Filipino supermarket chain Seafood City will open its first Canadian location later this year at Mississauga’s Heartland Town Centre. The 36,000 square foot store could be the first of multiple locations, as Canada’s Filipino community continues to grow quickly.
Founded in San Diego in 1989, the supermarket chain specializes in Filipino food and products. Fresh seafood is a specialty (hence its name) as well as meat and produce. Some U.S. locations also feature shop-in-store concessions for Filipino businesses that range from restaurants to travel agencies to immigration offices. The company currently has 23 U.S. locations, with 20 of those in California.
Vancouver-based lawyer Ritchie Po, originally from Manila and a fan of Seafood City, described the concept as “what T&T Supermarket is to Chinese migrants, a large scale supermarket chain specializing in stocking brands and foods from what we call ‘the old country’. These include importing ube (taro)-flavoured ice cream from national brand favourite Selecta, dried mango slices from numerous Philippine-based competitors and various snack foods. It’s a taste of home”. He then went on to explain, “Having been to locations in California and Washington state, they’ve been very successful in drawing out the expats to build a sense of community in a gathering space. A typical Seafood City complex also includes locations of Jollibee, the Philippines’s answer to McDonald’s. They are often opened alongside our biggest national bakery chain Red Ribbon, which serves Filipino dessert specialties like buko pandan (coconut jelly), sapin-sapin and mamon, which is our traditional sponge cake. To complete the ‘taste of home experience’, there’s usually also a Maxim’s, which serves traditional Filipino breakfast but also specialty dishes specific to the wealthy Chinese-Filipino expat community. Chinese-Filipino home cooking simply doesn’t exist in restaurants stateside, so Maxim serves a very niche clientele.”
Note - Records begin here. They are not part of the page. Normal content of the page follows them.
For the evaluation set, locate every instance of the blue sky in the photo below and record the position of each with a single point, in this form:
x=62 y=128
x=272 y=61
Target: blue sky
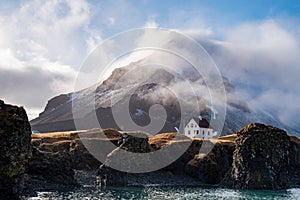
x=46 y=42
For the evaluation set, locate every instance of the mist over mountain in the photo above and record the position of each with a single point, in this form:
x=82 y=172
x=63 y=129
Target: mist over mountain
x=146 y=85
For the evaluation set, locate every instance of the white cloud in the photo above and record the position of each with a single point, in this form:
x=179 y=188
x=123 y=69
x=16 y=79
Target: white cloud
x=262 y=58
x=41 y=46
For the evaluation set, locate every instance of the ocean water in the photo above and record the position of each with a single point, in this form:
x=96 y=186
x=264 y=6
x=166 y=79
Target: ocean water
x=156 y=192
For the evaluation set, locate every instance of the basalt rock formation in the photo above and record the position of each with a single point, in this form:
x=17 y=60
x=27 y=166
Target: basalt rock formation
x=134 y=142
x=261 y=159
x=15 y=149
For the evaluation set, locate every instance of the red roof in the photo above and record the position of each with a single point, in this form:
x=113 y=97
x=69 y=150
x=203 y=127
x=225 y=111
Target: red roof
x=202 y=123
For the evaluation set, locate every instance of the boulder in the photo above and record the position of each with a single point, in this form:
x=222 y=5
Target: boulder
x=132 y=142
x=15 y=149
x=261 y=158
x=210 y=168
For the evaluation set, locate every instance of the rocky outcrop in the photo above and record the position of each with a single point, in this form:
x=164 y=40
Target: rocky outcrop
x=15 y=149
x=135 y=142
x=59 y=157
x=257 y=157
x=211 y=168
x=261 y=159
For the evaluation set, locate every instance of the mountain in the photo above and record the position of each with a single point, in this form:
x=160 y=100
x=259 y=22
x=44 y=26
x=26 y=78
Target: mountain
x=145 y=86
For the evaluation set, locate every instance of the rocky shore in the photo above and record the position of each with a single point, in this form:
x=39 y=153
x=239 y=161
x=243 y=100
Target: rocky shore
x=256 y=157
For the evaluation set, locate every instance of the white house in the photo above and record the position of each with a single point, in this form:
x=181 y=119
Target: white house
x=198 y=128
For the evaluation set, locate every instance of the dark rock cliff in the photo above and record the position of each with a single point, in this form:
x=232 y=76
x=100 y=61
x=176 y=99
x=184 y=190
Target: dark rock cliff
x=15 y=149
x=262 y=158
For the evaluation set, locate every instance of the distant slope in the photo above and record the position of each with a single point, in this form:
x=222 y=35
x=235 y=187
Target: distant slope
x=58 y=115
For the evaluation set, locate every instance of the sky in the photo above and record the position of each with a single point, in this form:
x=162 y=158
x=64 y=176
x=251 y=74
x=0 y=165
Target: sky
x=256 y=44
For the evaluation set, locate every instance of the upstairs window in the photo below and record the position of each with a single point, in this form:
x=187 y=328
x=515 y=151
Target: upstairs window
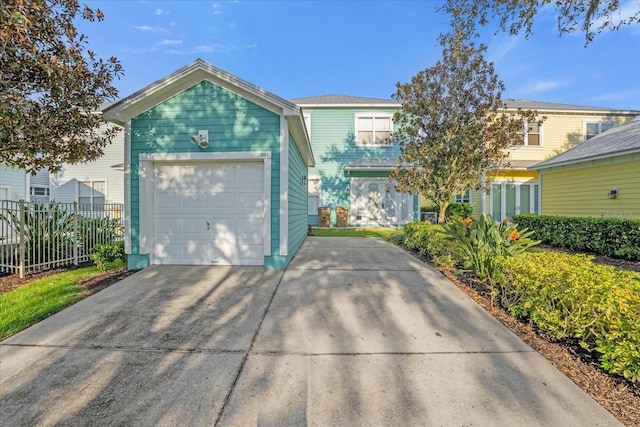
x=92 y=192
x=592 y=129
x=463 y=198
x=315 y=191
x=39 y=191
x=373 y=129
x=532 y=134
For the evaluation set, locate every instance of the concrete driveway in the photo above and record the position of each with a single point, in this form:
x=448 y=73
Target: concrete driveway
x=355 y=332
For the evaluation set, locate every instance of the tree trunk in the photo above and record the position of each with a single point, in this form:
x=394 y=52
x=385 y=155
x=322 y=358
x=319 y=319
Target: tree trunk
x=443 y=210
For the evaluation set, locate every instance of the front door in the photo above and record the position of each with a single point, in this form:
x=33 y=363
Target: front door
x=376 y=202
x=509 y=199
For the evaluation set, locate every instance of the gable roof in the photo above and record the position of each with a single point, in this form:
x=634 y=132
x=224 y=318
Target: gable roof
x=616 y=141
x=122 y=111
x=526 y=104
x=373 y=164
x=344 y=101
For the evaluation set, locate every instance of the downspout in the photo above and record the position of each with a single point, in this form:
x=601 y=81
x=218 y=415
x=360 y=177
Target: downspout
x=483 y=200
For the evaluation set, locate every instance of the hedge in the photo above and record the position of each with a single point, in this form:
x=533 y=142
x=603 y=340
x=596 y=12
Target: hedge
x=569 y=296
x=603 y=236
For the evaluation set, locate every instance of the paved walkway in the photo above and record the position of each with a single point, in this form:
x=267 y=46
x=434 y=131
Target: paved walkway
x=355 y=332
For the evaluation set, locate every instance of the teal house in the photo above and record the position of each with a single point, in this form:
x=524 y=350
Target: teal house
x=216 y=171
x=350 y=137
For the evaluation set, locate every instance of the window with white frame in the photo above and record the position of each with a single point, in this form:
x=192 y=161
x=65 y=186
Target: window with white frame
x=373 y=129
x=592 y=129
x=315 y=191
x=92 y=192
x=463 y=198
x=532 y=134
x=39 y=191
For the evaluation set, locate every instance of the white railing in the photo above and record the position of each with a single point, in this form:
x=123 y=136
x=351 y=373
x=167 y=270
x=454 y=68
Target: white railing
x=36 y=236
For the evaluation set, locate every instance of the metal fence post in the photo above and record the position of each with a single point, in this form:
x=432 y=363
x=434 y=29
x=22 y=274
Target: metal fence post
x=75 y=233
x=21 y=243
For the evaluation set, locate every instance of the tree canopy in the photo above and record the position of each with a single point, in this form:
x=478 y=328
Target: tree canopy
x=588 y=16
x=51 y=86
x=453 y=126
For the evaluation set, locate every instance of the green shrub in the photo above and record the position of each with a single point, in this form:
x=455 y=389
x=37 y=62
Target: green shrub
x=109 y=256
x=570 y=296
x=481 y=241
x=47 y=230
x=454 y=210
x=397 y=238
x=428 y=239
x=603 y=236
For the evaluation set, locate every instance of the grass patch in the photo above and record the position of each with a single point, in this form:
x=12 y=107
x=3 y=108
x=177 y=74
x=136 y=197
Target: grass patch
x=382 y=232
x=29 y=304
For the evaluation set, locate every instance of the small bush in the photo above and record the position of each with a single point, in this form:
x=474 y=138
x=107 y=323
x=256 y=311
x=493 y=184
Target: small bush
x=603 y=236
x=109 y=257
x=454 y=211
x=570 y=296
x=397 y=238
x=429 y=239
x=481 y=241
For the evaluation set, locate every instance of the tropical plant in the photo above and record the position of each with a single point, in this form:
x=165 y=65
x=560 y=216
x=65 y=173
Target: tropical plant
x=109 y=256
x=46 y=231
x=482 y=241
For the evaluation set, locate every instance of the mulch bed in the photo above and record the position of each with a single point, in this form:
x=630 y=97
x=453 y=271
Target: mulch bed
x=618 y=395
x=91 y=285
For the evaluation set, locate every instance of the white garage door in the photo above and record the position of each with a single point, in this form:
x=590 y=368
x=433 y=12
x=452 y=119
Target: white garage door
x=209 y=214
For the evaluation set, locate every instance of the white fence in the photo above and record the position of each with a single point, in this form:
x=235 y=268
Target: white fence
x=36 y=236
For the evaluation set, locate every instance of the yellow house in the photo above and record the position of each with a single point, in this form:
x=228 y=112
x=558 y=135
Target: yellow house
x=600 y=178
x=517 y=188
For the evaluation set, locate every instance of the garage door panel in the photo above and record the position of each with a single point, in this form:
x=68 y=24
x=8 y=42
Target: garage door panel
x=194 y=201
x=227 y=196
x=164 y=199
x=222 y=200
x=244 y=200
x=168 y=226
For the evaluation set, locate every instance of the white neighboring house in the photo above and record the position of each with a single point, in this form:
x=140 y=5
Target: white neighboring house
x=97 y=182
x=14 y=183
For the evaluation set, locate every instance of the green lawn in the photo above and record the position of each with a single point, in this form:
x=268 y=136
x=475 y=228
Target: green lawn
x=29 y=304
x=383 y=232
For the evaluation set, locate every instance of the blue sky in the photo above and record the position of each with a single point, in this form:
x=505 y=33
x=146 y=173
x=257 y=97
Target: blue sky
x=307 y=48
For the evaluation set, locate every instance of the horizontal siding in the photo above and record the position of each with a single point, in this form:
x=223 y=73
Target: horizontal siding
x=14 y=180
x=583 y=192
x=334 y=146
x=99 y=170
x=298 y=201
x=560 y=133
x=234 y=124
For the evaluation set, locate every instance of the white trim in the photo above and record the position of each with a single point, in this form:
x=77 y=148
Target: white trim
x=284 y=187
x=205 y=157
x=599 y=123
x=352 y=105
x=373 y=115
x=314 y=177
x=127 y=188
x=146 y=185
x=612 y=157
x=266 y=227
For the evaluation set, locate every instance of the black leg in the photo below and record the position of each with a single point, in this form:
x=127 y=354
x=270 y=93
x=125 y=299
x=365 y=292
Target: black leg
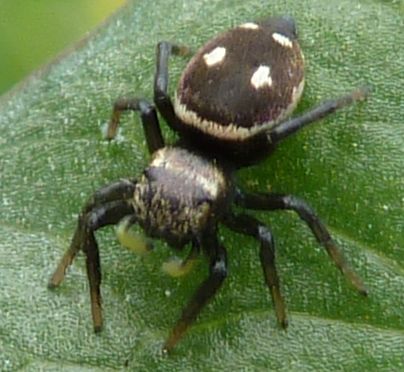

Heartland Town Centre is an outdoor retail power centre, boasting over 2 million square feet of retail space and about 165 stores, including multiple anchor retailers.
Antony Karabus, CEO of leading retail consultancy HRC Advisory commented: “I believe this is a good decision as hyper-localization is one of the best ways for a retailer to differentiate versus traditional conventional grocers. The success of T&T in the Asian community prior to its acquisition by Loblaw is a good barometer of the success of this localization strategy based on the particular demographic in the applicable stores’ trading area”. He then went on to say: “The challenge these ethnic grocers will face is that as the younger generation of a particular ethnic group matures as economically-active Canadians, they often identify more with Canada than the country that their parents immigrated from. So while the ethnic grocers should see much success with the immigrants, they will need to broaden their appeal in time in order to maintain their relationship with the next generation.”
Canada’s Filipino population has grown to become one of the country’s largest immigrant demographics. More than 40,000 Filipinos became permanent residents of Canada in 2014, making the Philippines the top source country for Canadian immigration that year. An estimated 700,000 Filipinos now live in Canada, with approximately one half of those in the Greater Toronto Area. The Vancouver area hosts the second-largest Filipino population in Canada, and Winnipeg ranks third. If Filipino population can be used as any indication, Seafood City could open in these and other Canadian markets.
CBRE Associate Vice President Greg Rabin is handling Seafood City’s Ontario site selection, and coordinated the the Heartland Town Centre location deal.